2. Duplicate keys are replaced by the most recent value.
3. Deleted keys (tombstones) are permanently removed.
4. Older SSTables are deleted after merging.
### Advantages:
- **Reduces read amplification:** Minimizes the number of SSTables.
- **Frees up disk space:** Removes redundant data.
- **Optimizes reads:** Keeps data sorted.
### Types of Compaction:
- **Minor Compaction:** Merges small SSTables.
- **Major Compaction:** Merges all SSTables into one.
### Example Workflow:
1. `sstable_1.db` → `{key1:value1, key2:value2}`
2. `sstable_2.db` → `{key2:value3, key3:value4}`
3. Compaction merges → `{key1:value1, key2:value3, key3:value4}`
4. Deletes `sstable_1.db` and `sstable_2.db`.
---
## 🔄 Overall Data Flow
### Write (PUT):
1. Log to WAL → Write to MemTable → Bloom filter updated.
2. MemTable flushes to SSTable when full.
### Read (GET):
1. Check Bloom Filter → MemTable → SSTables (newest to oldest).
### Delete (DELETE):
1. Insert a tombstone marker in the MemTable.

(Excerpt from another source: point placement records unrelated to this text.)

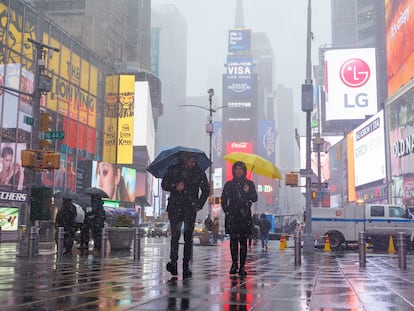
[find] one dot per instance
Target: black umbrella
(96, 191)
(169, 157)
(68, 195)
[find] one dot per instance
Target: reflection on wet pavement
(324, 281)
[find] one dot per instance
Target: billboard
(399, 31)
(126, 119)
(369, 150)
(350, 84)
(239, 40)
(117, 181)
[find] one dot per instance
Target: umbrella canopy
(255, 164)
(96, 191)
(68, 195)
(169, 157)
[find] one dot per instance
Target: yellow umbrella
(255, 164)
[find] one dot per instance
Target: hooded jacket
(236, 202)
(189, 198)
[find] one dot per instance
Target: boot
(233, 269)
(242, 272)
(172, 268)
(186, 270)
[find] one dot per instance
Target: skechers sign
(351, 90)
(13, 196)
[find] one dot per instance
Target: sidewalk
(324, 281)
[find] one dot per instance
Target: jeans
(176, 222)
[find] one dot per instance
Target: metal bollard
(137, 244)
(60, 241)
(32, 242)
(104, 241)
(402, 254)
(298, 248)
(362, 240)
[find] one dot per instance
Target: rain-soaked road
(324, 281)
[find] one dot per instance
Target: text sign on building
(239, 40)
(369, 150)
(351, 84)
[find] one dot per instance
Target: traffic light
(29, 158)
(40, 200)
(291, 179)
(45, 123)
(50, 161)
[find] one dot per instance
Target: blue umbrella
(169, 157)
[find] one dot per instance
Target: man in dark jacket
(65, 218)
(184, 181)
(236, 200)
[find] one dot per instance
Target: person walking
(264, 225)
(184, 181)
(65, 218)
(236, 200)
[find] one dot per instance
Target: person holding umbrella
(95, 215)
(65, 218)
(184, 181)
(236, 200)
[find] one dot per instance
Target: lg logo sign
(355, 72)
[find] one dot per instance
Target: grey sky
(284, 22)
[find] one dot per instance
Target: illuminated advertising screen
(239, 40)
(239, 68)
(246, 147)
(9, 218)
(350, 84)
(399, 31)
(11, 170)
(118, 182)
(266, 139)
(369, 150)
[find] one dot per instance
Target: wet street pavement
(324, 281)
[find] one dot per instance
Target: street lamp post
(307, 106)
(209, 131)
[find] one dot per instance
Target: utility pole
(307, 106)
(210, 130)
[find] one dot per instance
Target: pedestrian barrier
(282, 242)
(104, 243)
(391, 248)
(327, 245)
(298, 247)
(137, 244)
(60, 241)
(32, 242)
(362, 241)
(402, 254)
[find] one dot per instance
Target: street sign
(28, 120)
(321, 185)
(54, 135)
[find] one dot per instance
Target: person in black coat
(65, 218)
(236, 200)
(184, 182)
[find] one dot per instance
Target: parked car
(161, 229)
(145, 229)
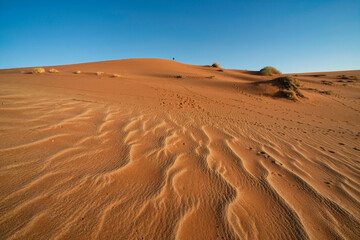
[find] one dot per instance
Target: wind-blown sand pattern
(151, 156)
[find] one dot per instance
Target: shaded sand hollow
(148, 155)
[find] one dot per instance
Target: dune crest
(151, 156)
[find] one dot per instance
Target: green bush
(269, 71)
(289, 87)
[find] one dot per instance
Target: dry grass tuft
(269, 71)
(53, 70)
(38, 70)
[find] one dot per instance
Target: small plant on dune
(289, 94)
(327, 82)
(343, 77)
(289, 87)
(53, 70)
(38, 70)
(269, 71)
(325, 92)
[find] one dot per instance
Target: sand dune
(152, 156)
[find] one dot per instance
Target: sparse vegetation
(38, 70)
(327, 92)
(289, 94)
(289, 87)
(269, 71)
(53, 70)
(327, 82)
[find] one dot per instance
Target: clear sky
(293, 36)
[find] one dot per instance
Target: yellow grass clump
(38, 70)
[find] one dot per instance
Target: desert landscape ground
(166, 150)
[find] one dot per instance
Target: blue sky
(294, 36)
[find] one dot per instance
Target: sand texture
(149, 155)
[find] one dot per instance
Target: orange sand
(151, 156)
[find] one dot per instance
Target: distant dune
(156, 149)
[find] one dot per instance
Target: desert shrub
(38, 70)
(327, 82)
(53, 70)
(269, 71)
(289, 87)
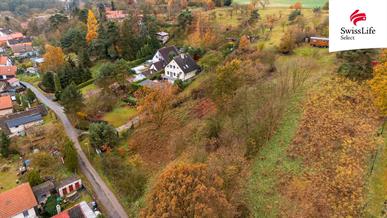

2. Tombstones are cleaned during Compaction.
### Recovery:
- Replay WAL to restore MemTable after a crash.
---
## 📊 Advantages of LSM Tree-based Databases
### ✅ High Write Throughput:
- Sequential writes in WAL and MemTable are fast.
### ✅ Efficient Reads:
- Bloom filters and sorted SSTables allow quick lookups.
### ✅ Space Efficiency:
- Compaction removes redundant data and optimizes storage.
### ✅ Fault Tolerance:
- WAL ensures durability and crash recovery.
---
## 📝 Conclusion
The LSM Tree architecture with its core components—WAL, MemTable, SSTables, Bloom Filter, and Compaction—provides a scalable and efficient way to handle large-scale data in NoSQL databases. This structure balances the needs for high write throughput, efficient reads, and data durability.